Element is likely good. They rarely fail internally as it's just basically a wire in a outside housing that get's hot when electricity flows through it (resistive heating element). Since the board was lighting up but the element was not coming on, it will either be the relay on the board, the snap switch (high limit safety switch) or a loose connection.
If you have any confidence in your ability to use a volt/ohm meter, I would trouble shoot some before I pulled any part out. There are a couple of ways to do this, but with the power off is best for safety reason.
If you open the back plate over the heating element terminals, first thing to test is the heating element. First look at the two connections to the heating element. Since the MES is new they should look new, and the wiring should be new looking and not charred. Assuming the wire and connections look good Set the meter to ohms at a low range. Pull one of the connectors off the heating element and leave it off for now. You are looking for about 10 or 11 ohms resistance from a good 1,200 watt MES element. POWER TO SMOKER IS OFF WHEN YOU DO THIS AND IT IS UNPLUGGED. Measure the resistance across the two heating element terminals and look for something in the 10 to 11 ohm range. If you do, the element is good and you can move on to the high limit snap switch next (it's higher up on the back of the MES body, follow the wires, one should go to that switch). Leaving that one connection to the heating element undone, check across the two terminals of the snap switch. You should see 0 (zero) ohms as if it's good, it is acting as a piece of wire. If you see anything other than zero, it's bad (you can use the continuity setting on the meter to check this for "beep" as well).

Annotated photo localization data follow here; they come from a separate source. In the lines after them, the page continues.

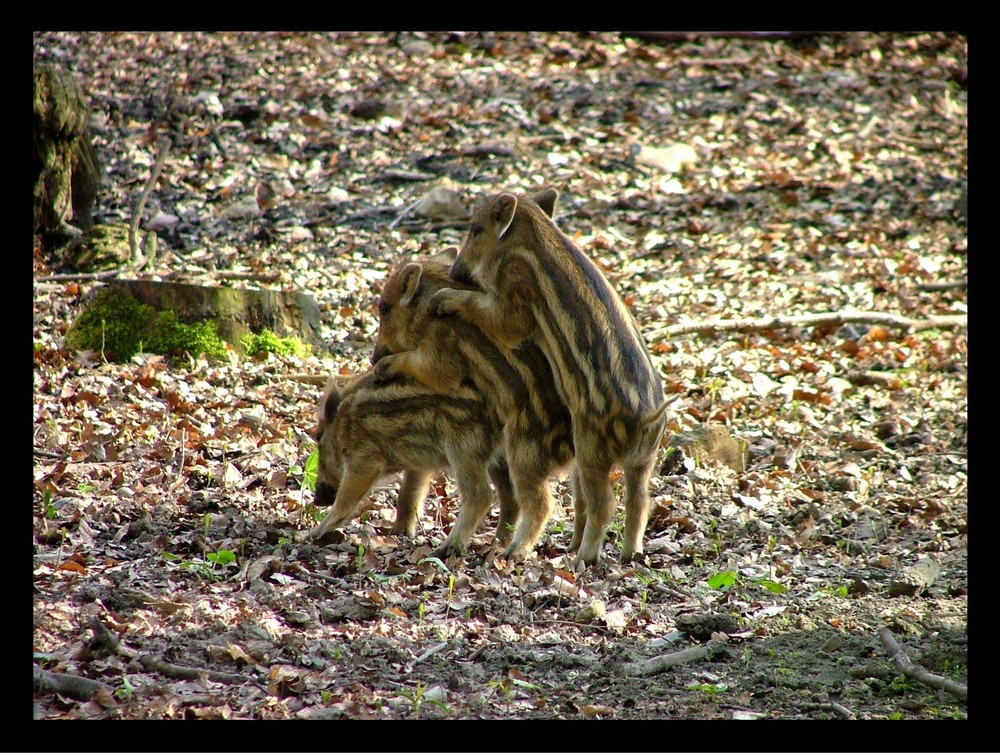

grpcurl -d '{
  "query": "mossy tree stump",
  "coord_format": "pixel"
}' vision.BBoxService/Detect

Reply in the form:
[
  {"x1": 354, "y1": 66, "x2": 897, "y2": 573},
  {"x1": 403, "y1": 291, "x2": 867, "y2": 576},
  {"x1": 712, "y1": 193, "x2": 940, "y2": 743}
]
[{"x1": 65, "y1": 280, "x2": 326, "y2": 362}]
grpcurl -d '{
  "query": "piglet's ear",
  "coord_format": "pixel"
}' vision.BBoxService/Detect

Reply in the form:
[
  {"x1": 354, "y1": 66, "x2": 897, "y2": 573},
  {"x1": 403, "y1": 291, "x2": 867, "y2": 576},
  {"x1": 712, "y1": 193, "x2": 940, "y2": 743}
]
[
  {"x1": 494, "y1": 193, "x2": 518, "y2": 238},
  {"x1": 533, "y1": 188, "x2": 558, "y2": 218},
  {"x1": 319, "y1": 375, "x2": 344, "y2": 424},
  {"x1": 428, "y1": 246, "x2": 458, "y2": 265},
  {"x1": 399, "y1": 263, "x2": 423, "y2": 307}
]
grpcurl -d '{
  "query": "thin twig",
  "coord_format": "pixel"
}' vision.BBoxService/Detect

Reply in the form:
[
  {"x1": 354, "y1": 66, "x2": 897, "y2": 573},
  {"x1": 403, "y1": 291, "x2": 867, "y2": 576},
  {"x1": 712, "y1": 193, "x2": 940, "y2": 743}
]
[
  {"x1": 388, "y1": 197, "x2": 423, "y2": 230},
  {"x1": 32, "y1": 447, "x2": 67, "y2": 460},
  {"x1": 130, "y1": 137, "x2": 171, "y2": 269},
  {"x1": 170, "y1": 428, "x2": 187, "y2": 492},
  {"x1": 408, "y1": 641, "x2": 449, "y2": 668}
]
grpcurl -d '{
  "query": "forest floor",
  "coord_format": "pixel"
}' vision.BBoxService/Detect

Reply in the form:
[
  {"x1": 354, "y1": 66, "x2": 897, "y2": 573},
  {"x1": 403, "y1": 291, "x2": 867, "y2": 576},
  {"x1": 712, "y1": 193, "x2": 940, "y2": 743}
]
[{"x1": 33, "y1": 31, "x2": 968, "y2": 731}]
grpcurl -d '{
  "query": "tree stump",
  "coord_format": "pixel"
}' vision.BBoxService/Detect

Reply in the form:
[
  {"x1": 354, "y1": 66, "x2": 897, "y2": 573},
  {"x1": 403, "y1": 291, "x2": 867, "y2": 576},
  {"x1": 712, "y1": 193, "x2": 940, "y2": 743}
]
[
  {"x1": 33, "y1": 64, "x2": 101, "y2": 242},
  {"x1": 65, "y1": 280, "x2": 327, "y2": 361}
]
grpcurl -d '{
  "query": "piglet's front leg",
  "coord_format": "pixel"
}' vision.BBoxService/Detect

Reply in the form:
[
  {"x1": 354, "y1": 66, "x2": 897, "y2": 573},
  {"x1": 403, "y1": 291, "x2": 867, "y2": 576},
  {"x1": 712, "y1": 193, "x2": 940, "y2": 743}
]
[
  {"x1": 429, "y1": 287, "x2": 532, "y2": 348},
  {"x1": 427, "y1": 287, "x2": 470, "y2": 318},
  {"x1": 371, "y1": 350, "x2": 461, "y2": 394},
  {"x1": 371, "y1": 352, "x2": 406, "y2": 383}
]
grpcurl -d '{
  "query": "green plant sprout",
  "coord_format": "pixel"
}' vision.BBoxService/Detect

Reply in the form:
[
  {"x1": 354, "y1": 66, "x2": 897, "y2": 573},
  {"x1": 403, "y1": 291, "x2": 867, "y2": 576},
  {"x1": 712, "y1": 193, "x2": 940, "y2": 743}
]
[
  {"x1": 445, "y1": 573, "x2": 456, "y2": 619},
  {"x1": 688, "y1": 681, "x2": 729, "y2": 696},
  {"x1": 116, "y1": 673, "x2": 135, "y2": 702},
  {"x1": 488, "y1": 677, "x2": 514, "y2": 718},
  {"x1": 707, "y1": 569, "x2": 788, "y2": 594},
  {"x1": 399, "y1": 681, "x2": 426, "y2": 718},
  {"x1": 301, "y1": 449, "x2": 319, "y2": 492},
  {"x1": 162, "y1": 549, "x2": 238, "y2": 580}
]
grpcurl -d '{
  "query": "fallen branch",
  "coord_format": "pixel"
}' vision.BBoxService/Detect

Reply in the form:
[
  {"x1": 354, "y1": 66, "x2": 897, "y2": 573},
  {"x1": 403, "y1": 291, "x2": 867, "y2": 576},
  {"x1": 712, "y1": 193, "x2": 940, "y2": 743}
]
[
  {"x1": 800, "y1": 701, "x2": 857, "y2": 720},
  {"x1": 34, "y1": 665, "x2": 114, "y2": 703},
  {"x1": 621, "y1": 635, "x2": 728, "y2": 677},
  {"x1": 461, "y1": 144, "x2": 515, "y2": 158},
  {"x1": 90, "y1": 617, "x2": 248, "y2": 686},
  {"x1": 393, "y1": 219, "x2": 470, "y2": 232},
  {"x1": 879, "y1": 627, "x2": 967, "y2": 701},
  {"x1": 622, "y1": 31, "x2": 833, "y2": 42},
  {"x1": 287, "y1": 373, "x2": 332, "y2": 387},
  {"x1": 172, "y1": 694, "x2": 228, "y2": 707},
  {"x1": 32, "y1": 447, "x2": 67, "y2": 460},
  {"x1": 656, "y1": 310, "x2": 967, "y2": 339},
  {"x1": 36, "y1": 268, "x2": 284, "y2": 285},
  {"x1": 35, "y1": 269, "x2": 121, "y2": 283},
  {"x1": 917, "y1": 280, "x2": 966, "y2": 292},
  {"x1": 376, "y1": 169, "x2": 437, "y2": 183},
  {"x1": 886, "y1": 131, "x2": 947, "y2": 152},
  {"x1": 211, "y1": 270, "x2": 282, "y2": 283}
]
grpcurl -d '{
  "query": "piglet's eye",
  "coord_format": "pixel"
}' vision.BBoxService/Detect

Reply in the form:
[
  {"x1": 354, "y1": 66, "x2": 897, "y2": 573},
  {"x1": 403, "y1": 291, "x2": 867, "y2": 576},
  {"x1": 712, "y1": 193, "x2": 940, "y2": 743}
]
[{"x1": 378, "y1": 301, "x2": 391, "y2": 317}]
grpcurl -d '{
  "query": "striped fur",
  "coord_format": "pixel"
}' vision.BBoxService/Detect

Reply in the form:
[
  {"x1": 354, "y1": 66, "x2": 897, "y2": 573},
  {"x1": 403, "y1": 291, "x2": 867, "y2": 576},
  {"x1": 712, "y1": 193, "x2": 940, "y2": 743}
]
[
  {"x1": 428, "y1": 189, "x2": 666, "y2": 564},
  {"x1": 372, "y1": 251, "x2": 576, "y2": 561},
  {"x1": 303, "y1": 370, "x2": 518, "y2": 553}
]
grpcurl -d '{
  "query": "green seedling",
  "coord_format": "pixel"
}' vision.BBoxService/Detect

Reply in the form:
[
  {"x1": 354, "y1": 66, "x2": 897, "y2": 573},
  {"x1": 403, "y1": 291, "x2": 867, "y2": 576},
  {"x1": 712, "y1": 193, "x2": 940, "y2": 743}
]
[
  {"x1": 688, "y1": 681, "x2": 729, "y2": 696},
  {"x1": 116, "y1": 673, "x2": 135, "y2": 702},
  {"x1": 399, "y1": 681, "x2": 426, "y2": 719},
  {"x1": 707, "y1": 570, "x2": 788, "y2": 594},
  {"x1": 445, "y1": 573, "x2": 456, "y2": 619},
  {"x1": 488, "y1": 677, "x2": 514, "y2": 717},
  {"x1": 162, "y1": 549, "x2": 237, "y2": 580},
  {"x1": 807, "y1": 585, "x2": 850, "y2": 600},
  {"x1": 301, "y1": 449, "x2": 319, "y2": 492}
]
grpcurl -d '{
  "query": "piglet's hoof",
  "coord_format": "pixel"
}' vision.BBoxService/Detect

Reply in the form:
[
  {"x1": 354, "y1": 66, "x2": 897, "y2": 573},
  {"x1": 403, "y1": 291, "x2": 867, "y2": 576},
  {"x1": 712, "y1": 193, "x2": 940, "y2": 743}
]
[{"x1": 427, "y1": 290, "x2": 457, "y2": 317}]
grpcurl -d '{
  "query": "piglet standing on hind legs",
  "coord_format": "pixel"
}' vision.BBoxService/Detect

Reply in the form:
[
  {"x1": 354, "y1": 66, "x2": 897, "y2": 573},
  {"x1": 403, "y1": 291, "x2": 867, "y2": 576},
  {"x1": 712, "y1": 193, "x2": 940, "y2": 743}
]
[{"x1": 429, "y1": 189, "x2": 667, "y2": 567}]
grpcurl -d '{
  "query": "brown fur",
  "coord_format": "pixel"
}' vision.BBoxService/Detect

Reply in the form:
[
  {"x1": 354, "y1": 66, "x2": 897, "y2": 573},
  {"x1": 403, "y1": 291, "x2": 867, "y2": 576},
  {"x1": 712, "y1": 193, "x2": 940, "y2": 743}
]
[
  {"x1": 372, "y1": 250, "x2": 576, "y2": 561},
  {"x1": 427, "y1": 189, "x2": 666, "y2": 565},
  {"x1": 304, "y1": 370, "x2": 518, "y2": 553}
]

If the heating element and snap switch are both good, it is likely the relay on the control board or one of the other components on the control board. But before you replace the board, check all the connections to that board as one may have been poorly connected at the factory and vibrated loose in shipping. Again with THE POWER OFF AND SMOKER UNPLUGGED, you can pull and re-seat those connectors to make sure they are solidly connected (if they feel solid when you try to pull them off, you can leave them connected). If any of them are easy to slide off the terminal, crimp the sides a little tighter with some pliers and reconnect them. If you find any loose connections, after tightening them, I would try a power on test to see if that fixed the problem before pulling parts out (don't forget to reconnect that terminal on the heating element that we took off to test with the ohm meter).
Assuming everything is good to that point and still no heat at the element, Kill the power/unplug the smoker and swap the control board and then give it a try. It's basically a process of elimination and tracing the circuits until you find the culprit. If you are tech inclined and had the right tools, there is no reason someone could not trouble shoot the relay and other components on the main board, but since you already have a new board ordered, I would just swap it out if you get to that point.
Just remember you are going to be working with wires and connections that carry household voltages which can be deadly - MAKE 200% SURE THE SMOKER IS UNPLUGGED WHEN YOU DO ANY TROUBLESHOOTING INSIDE OF THE SMOKER.
One thing I would say is since you bought it new from someone who was planning on wiring it into an outdoor kitchen, I wonder if he did not wire it wrong (if he tried to install it). If it was new in a sealed box, this would not apply, but if it was plugged into an outlet that was wired wrong that could be where the problem started. If you find any burned terminals, that is probably what happened.